The motion stipulates that, as has occurred for the past two years, “The first class meeting of all Thursday spring semester classes will occur on the Wednesday immediately preceding Claiming Williams Day. On Claiming Williams Day, no classes are held, and all students, faculty and staff are invited to participate in the events of this community-building day.” The motion adds that this model requires shortening the dead week between Winter Study and spring semester by one day, as with happened year.
According to the motion, Claiming Williams Day provides a unique opportunity to come together and discuss important issues and has a positive impact on the campus as a whole. The motion states: “Interrupting the usual academic schedule makes a powerful statement about Williams’ commitment to addressing these issues. Not only does it provide a focused opportunity to bring together the entire campus, but it also sends a message to the outside community and has proven itself a catalyst for positive change in a variety of ways.”

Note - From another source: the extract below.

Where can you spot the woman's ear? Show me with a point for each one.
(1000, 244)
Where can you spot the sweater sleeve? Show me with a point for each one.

Epping voiced his endorsement for a regularized Claiming Williams, saying he supports it as he would support any “effort on the part of any community to reflect on its actions, policies [and] privileges.”
Claiming Williams grew out of the 2008 Stand With Us movement. The first Claiming Williams Day occurred in February 2009, and was followed by the second event earlier this semester.
To be passed, the motion will need the support of a majority of the faculty members present at the May meeting.